In the case at hand, the taxpayer was engaged in the manufacture of glasses. The taxpayer imported raw materials from an associate enterprise and exported the finished goods to the associate enterprise.(1) The taxpayer also sold products to unrelated parties.
The lower tax authority characterised the taxpayer as a 'contract manufacturer' for the associate enterprise and disallowed the royalty payment made to the associate enterprise (for use of the associate enterprise's technology in order manufacture the exported goods).
The lower tax authority based its finding that the taxpayer was a contract manufacturer on the fact that:
- the assessee's business model showed that the taxpayer made purchases only from the associate enterprise; and
- the final products were then exported to the associate enterprise.
The tax tribunal found that the taxpayer had purchased negligible raw materials from the associate enterprise and its sales to the associate enterprise were minimal. The tribunal noted that the total exports to the associate enterprise were only 5% of the taxpayer's total sales. Further, the taxpayer (through the associate enterprise, which acted as an intermediary) sold products to an original equipment manufacturer outside India. In addition, the taxpayer sold its products to unrelated parties in India. As such, the tax tribunal dismissed the lower tax authority's findings and allowed the royalty payment.
In this case, the taxpayer was a reseller of finished watches and clocks.(2) The taxpayer selected the resale price method (RPM) as the most appropriate method to benchmark the resale of its watches.
The lower tax authority contended that RPM was not the most appropriate method, as the taxpayer had incurred losses, which was significant because the taxpayer had carried out value added functions. Based on this information, the lower tax authority rejected the RPM method and found the transactional net margin method as the most appropriate method.
According to the tax tribunal, the records showed that the taxpayer performed no significant value added functions and the packing expenses did not create value for the products. Further, the tax tribunal stated that the expenses in the taxpayer's profit and loss account did not reveal the performance of value added functions. In light of this, the tax tribunal relied on the Bombay High Court ruling in L'Oreal India Pvt Ltd to find that RPM was the most appropriate method for the trader and accordingly rejected the lower tax authority's transfer pricing adjustment.
In a recent case before the Dispute Resolution Panel, the taxpayer was engaged in civil construction.(3) The taxpayer filed its income return but failed to file a transfer pricing study report before the lower tax authority due to timing issues. The taxpayer later submitted the transfer pricing report with the first appellate authority, which rejected the report solely on the basis that it had not been submitted to the lower tax authority.
Aggrieved, the taxpayer appealed to the tax tribunal.
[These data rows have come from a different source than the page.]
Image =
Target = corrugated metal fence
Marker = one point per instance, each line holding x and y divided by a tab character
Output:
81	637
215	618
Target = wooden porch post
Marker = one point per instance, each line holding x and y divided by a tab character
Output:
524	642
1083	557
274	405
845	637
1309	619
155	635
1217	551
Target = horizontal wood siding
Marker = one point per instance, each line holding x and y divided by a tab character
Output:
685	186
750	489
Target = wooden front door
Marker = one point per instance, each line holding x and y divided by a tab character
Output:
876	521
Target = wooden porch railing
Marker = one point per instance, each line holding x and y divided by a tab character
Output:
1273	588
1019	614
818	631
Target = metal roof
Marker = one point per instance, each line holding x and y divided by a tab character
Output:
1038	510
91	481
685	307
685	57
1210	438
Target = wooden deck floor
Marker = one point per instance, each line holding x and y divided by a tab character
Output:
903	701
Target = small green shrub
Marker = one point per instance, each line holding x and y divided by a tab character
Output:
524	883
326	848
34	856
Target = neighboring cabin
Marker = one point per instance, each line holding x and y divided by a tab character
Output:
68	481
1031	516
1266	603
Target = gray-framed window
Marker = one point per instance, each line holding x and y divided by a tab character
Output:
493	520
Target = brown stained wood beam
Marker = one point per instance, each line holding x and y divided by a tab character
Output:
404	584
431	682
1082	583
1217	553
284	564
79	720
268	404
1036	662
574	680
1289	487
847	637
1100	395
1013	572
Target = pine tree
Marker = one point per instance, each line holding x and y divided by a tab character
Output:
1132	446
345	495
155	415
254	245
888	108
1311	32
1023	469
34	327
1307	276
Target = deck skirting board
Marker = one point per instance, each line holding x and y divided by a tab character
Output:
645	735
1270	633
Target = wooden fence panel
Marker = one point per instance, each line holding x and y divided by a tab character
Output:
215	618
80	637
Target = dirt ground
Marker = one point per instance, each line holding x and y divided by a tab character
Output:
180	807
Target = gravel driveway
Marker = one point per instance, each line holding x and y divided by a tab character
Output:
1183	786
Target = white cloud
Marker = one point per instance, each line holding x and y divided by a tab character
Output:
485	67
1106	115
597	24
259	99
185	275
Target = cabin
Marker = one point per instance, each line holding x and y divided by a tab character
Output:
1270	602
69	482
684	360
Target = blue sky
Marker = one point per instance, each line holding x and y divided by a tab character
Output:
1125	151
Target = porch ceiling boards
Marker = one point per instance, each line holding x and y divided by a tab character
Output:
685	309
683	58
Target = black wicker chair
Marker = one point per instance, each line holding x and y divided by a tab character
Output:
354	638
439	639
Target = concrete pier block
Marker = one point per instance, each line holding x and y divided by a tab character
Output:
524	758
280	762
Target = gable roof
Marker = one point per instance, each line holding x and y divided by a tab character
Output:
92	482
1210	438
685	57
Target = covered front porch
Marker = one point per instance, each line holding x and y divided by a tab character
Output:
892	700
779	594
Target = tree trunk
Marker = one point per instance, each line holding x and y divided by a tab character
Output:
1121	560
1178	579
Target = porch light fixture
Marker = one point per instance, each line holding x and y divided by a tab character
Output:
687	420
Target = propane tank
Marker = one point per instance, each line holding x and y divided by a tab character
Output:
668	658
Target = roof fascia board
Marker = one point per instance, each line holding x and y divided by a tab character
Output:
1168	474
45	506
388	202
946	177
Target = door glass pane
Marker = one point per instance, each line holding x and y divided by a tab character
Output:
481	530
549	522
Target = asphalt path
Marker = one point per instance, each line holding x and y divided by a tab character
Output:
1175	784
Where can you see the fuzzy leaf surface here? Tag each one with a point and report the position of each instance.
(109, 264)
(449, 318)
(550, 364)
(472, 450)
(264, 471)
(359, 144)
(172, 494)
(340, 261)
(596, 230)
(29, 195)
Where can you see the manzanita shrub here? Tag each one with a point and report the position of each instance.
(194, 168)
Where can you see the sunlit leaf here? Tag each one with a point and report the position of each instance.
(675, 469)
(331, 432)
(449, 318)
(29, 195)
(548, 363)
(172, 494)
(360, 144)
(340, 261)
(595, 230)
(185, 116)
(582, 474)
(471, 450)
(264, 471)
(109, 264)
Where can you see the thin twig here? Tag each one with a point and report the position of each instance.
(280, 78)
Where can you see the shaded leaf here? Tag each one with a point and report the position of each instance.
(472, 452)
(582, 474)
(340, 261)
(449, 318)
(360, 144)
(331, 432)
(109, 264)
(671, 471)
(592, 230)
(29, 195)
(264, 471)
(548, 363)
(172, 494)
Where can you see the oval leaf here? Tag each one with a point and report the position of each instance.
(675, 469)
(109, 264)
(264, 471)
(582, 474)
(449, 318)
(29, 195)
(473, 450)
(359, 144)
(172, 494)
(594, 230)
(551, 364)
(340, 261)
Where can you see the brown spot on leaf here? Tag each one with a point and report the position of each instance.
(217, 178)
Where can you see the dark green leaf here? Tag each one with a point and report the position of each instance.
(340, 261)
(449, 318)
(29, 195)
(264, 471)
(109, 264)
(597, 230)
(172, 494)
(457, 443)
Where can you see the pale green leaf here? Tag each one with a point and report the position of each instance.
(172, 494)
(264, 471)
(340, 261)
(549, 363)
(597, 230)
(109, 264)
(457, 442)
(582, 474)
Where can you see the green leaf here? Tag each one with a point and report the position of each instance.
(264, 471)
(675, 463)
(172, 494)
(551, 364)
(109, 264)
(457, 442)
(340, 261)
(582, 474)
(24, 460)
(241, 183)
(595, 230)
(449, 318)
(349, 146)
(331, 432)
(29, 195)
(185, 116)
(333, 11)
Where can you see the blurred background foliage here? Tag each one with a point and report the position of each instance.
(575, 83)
The tax tribunal stated that:
- the taxpayer had to submit its report to the lower tax authority within the time stipulated; and
- the taxpayer had to furnish a transfer pricing report with respect to its international transactions.
However, the tax tribunal ruled that, in the interest of justice, where a taxpayer submits its transfer pricing report before the first appellate authority, it should not be rejected solely on the basis that the taxpayer failed to first submit it to the lower tax authority.
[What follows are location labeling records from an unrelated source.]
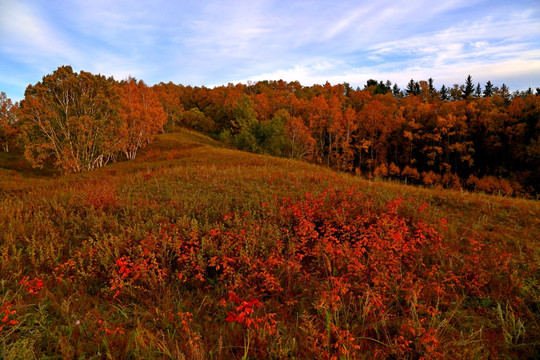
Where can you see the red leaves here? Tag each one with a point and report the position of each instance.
(6, 316)
(31, 286)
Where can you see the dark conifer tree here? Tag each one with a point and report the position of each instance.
(469, 87)
(478, 92)
(488, 89)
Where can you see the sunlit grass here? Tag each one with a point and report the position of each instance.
(185, 202)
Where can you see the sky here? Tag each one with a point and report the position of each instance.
(212, 42)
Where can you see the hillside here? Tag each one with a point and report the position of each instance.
(194, 251)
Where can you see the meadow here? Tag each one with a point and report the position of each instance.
(197, 251)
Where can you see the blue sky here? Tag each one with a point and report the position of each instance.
(217, 42)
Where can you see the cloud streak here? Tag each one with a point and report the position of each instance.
(312, 41)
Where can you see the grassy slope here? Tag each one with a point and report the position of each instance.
(95, 219)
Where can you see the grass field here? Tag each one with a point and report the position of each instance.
(197, 251)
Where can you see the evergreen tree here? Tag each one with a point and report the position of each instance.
(396, 91)
(411, 88)
(431, 87)
(444, 93)
(469, 87)
(488, 89)
(478, 92)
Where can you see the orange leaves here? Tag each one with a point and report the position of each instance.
(143, 116)
(7, 316)
(32, 287)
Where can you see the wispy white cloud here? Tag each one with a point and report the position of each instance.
(312, 41)
(28, 37)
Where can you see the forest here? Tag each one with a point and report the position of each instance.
(465, 136)
(133, 227)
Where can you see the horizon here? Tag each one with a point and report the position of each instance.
(312, 42)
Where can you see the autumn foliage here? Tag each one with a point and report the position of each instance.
(81, 121)
(426, 137)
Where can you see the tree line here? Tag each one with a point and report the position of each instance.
(81, 121)
(465, 136)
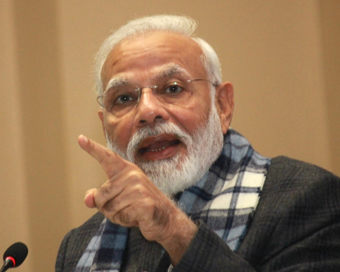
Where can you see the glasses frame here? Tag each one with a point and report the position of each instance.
(153, 87)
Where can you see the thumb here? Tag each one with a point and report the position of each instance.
(89, 198)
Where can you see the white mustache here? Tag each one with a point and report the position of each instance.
(161, 128)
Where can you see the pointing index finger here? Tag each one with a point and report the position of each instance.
(107, 158)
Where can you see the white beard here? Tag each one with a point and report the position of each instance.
(175, 174)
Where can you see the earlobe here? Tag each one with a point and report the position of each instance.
(225, 104)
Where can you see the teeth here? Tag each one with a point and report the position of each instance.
(158, 149)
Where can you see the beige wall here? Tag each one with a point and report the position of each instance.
(282, 57)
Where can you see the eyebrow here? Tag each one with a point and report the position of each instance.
(169, 70)
(166, 71)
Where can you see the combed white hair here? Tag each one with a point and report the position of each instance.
(179, 24)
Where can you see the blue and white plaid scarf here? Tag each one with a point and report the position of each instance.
(225, 199)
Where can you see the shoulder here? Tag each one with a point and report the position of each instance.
(75, 243)
(299, 208)
(294, 176)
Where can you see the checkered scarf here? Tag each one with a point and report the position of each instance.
(225, 199)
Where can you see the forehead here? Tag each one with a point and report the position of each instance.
(142, 56)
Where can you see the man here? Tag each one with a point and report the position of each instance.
(185, 192)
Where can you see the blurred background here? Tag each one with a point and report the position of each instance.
(282, 57)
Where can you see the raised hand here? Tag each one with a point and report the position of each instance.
(129, 198)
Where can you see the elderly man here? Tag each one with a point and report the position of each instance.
(185, 192)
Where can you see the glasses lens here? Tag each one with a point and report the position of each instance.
(119, 100)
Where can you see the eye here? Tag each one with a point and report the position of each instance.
(173, 88)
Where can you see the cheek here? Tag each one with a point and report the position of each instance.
(189, 119)
(119, 130)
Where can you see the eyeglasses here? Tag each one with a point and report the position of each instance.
(119, 100)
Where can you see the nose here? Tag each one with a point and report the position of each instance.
(150, 109)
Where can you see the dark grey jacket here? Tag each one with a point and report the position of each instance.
(296, 227)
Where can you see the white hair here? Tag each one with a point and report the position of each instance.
(179, 24)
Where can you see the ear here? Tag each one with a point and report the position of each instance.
(101, 117)
(224, 100)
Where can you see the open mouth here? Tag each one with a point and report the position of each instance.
(159, 147)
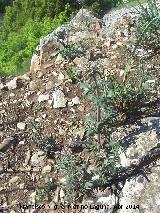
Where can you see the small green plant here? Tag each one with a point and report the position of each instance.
(148, 25)
(73, 74)
(41, 193)
(37, 137)
(75, 172)
(69, 52)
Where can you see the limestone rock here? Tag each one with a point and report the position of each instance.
(59, 59)
(38, 158)
(33, 85)
(49, 85)
(59, 99)
(21, 126)
(12, 84)
(76, 100)
(13, 179)
(43, 97)
(46, 169)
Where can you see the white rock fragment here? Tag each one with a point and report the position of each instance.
(76, 100)
(43, 97)
(21, 126)
(12, 84)
(32, 197)
(61, 131)
(61, 193)
(61, 76)
(33, 85)
(59, 99)
(46, 169)
(59, 59)
(13, 179)
(11, 95)
(38, 159)
(49, 85)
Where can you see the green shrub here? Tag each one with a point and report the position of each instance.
(17, 47)
(148, 25)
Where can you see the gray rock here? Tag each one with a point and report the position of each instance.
(43, 97)
(33, 85)
(49, 85)
(59, 59)
(21, 126)
(12, 84)
(38, 159)
(76, 100)
(59, 99)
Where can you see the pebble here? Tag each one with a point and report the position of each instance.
(76, 100)
(12, 84)
(43, 97)
(38, 158)
(46, 169)
(59, 99)
(13, 180)
(21, 126)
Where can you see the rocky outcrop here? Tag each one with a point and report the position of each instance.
(140, 192)
(50, 95)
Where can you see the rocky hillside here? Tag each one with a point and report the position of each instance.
(43, 116)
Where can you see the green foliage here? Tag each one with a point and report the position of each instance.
(77, 177)
(3, 4)
(148, 34)
(69, 52)
(41, 193)
(73, 74)
(17, 47)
Based on this finding, the tax tribunal remitted the matter back to the first-instance authority and ordered it to pass an appropriate order based on the merits of the case, as per the transfer pricing report.
In this case, an issue had been remanded back to the lower tax authority for fresh adjudication.(4) Based on this, the lower tax authority referred the matter to a transfer pricing officer. The transfer pricing officer proposed a transfer pricing adjustment – which the lower tax authority accepted – and issued a final assessment order without issuing a draft assessment order in the interim, as per the Income Tax Act 1961.
Aggrieved, the taxpayer filed a writ petition before the respective high court, claiming that the final assessment order should be declared null. The high court held that the final assessment order was null but that the transfer pricing officer could propose a new order and conclude the assessment. The high court further held that had the taxpayer and transfer pricing officer both confirmed the draft assessment order, it would have directed that the proceedings be completed based on the final order. However, this had not happened. Accordingly, the lower tax authority was directed to complete the assessment afresh. Thus, the high court found that the final assessment order was invalid.
The taxpayer was an IT-enabled services provider. The issue under question was whether the tax tribunal was right in applying the turnover filter as a criterion for accepting or rejecting a comparable.(5) The tax tribunal had rejected a comparable company which had been selected by the lower tax authority by applying a 10 times range filter. The high court upheld the tax tribunal's finding, thereby negating the reliance placed by the Department of Revenue on the ruling in Chryscapital to hold that the tax tribunal's findings were final.